パネルの内容さることながら、一番のポイントは各社が「新卒一括採用」ではなく、優秀な人材なら新卒・既卒の区別なく、いつでも採用する「通年採用」を行っていたことでしょう。大手企業は別として、中小のゲーム会社では一般的なのですが、学生にはいわゆる「就活」イメージがあるのか、新鮮に映ったようです。
また希望する人材像についても「主体的で利他的で誠実な人。そのうえで最低限の技術がある人」(杉山)、「会社の理念が共有できてゲームが本当に好きな人」(塚本)、「メンタルが強い人」(磯野)、「お客様の顔をリアルに思い浮かべられる人」(横山)など、技術面よりも人格面や基礎力を重視する声が目立ちました。

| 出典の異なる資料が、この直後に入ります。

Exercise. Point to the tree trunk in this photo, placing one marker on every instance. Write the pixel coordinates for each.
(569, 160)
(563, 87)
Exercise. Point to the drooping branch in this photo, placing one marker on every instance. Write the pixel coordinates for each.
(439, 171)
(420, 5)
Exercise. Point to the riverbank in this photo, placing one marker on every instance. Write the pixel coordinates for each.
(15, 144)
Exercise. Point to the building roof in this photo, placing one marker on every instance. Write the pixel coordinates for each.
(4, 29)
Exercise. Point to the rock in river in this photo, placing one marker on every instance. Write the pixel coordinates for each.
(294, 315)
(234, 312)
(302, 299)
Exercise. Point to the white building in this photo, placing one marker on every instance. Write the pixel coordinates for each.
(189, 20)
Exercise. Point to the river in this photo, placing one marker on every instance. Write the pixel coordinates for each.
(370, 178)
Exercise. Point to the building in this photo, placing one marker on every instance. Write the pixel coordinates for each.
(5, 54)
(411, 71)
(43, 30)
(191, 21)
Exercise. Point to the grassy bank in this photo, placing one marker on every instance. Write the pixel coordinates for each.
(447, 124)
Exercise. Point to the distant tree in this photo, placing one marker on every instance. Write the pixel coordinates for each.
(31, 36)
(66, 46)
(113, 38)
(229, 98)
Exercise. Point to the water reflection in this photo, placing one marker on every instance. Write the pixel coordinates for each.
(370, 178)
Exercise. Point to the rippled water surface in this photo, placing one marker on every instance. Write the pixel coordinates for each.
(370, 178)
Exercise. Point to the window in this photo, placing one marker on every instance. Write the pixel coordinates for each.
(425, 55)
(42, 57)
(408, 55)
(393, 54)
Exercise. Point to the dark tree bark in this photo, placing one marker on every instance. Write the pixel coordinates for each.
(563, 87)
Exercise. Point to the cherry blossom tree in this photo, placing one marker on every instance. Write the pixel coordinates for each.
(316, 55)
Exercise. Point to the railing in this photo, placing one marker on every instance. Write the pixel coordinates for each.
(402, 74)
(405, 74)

これにはゲーム業界に固有の事情もあります。技術の変化が非常に早く、どんな職種でも一生勉強が必要だが、社内教育システムに乏しいこと。ヒット作の有無で会社の業績が極端に変わるため、即戦力よりも「将来のヒット作」を生み出せる人材が求められること。そしてアメリカなどと異なり、社員を簡単にリストラできないこと・・・などです。
つまり会社側からすれば、長く会社に在籍してくれることが前提。その上でフィーチャーフォンからスマホ、そしてPCブラウザゲームと激しく変わるトレンドに柔軟に対応し、自己研鑽や学習に主体的に取り組みつつ、ヒット作を作り出せる人材が必要。そうした人材なら既卒も新卒も関係ない。特に新卒は「可能性重視」というわけです。

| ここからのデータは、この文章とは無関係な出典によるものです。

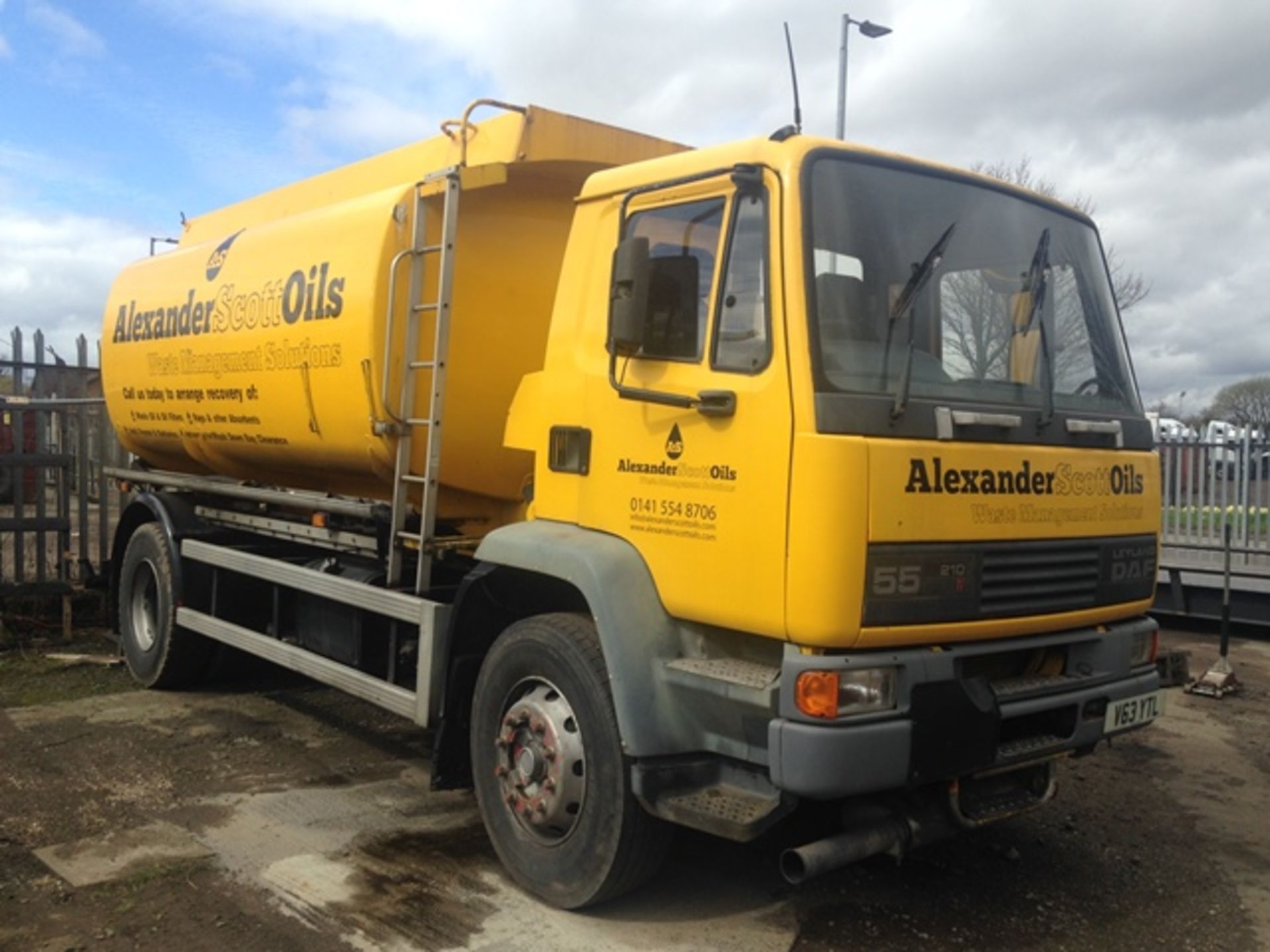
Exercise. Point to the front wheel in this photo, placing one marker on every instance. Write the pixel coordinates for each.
(550, 776)
(159, 654)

いや、でもそんなスーパーマン、滅多にいないんですよ。しかも「可能性」なんて目に見えないもの、どうやって選考するのか。ポートフォリオなどもスキルの一端を垣間みせるにすぎず、たかだか数十分の面接で人柄がわかるわけがない。学生も不透明な選考基準に翻弄され、消耗中。ともに答えを模索中というのが実情です。
一方ゲームエンジンの普及などで、プロとアマチュアの垣根がどんどん崩れていく中、中小ゲーム会社の優秀な人材を登用したいという思いや、将来に対する危機感はますます高まっています。少子化の影響などで、学校側の危機意識も相当なものがあります。そうした、さまざまな思いが絡み合って、今回のイベントに繋がったと言えるでしょう。
神奈川工科大学准教授で、元『ことばのパズル もじぴったん』プロデューサーの中村隆之は「学生は卒業制作で伸びるが、今はその前に就活せざるを得ない。卒業研究をもって就職活動に臨めるのが一番良いが・・・」と語りました。また「企業での面接」というアウェーな環境に、本来の力が出せないまま沈む学生もいるそうです。
実際に学年で随一の学生でも内定が取れず、卒業式で企業に推薦したこともあったとか。その学生は新人らしからぬ無双ぶりを発揮して、入社後3ヶ月目と6ヶ月目で二度も昇級する快挙を実現。企業からたいへん感謝されたといいます。落とした会社に見る目がなかったのか、学生が悪かったのか、就活システムが悪いのか、おそらく全てでしょう。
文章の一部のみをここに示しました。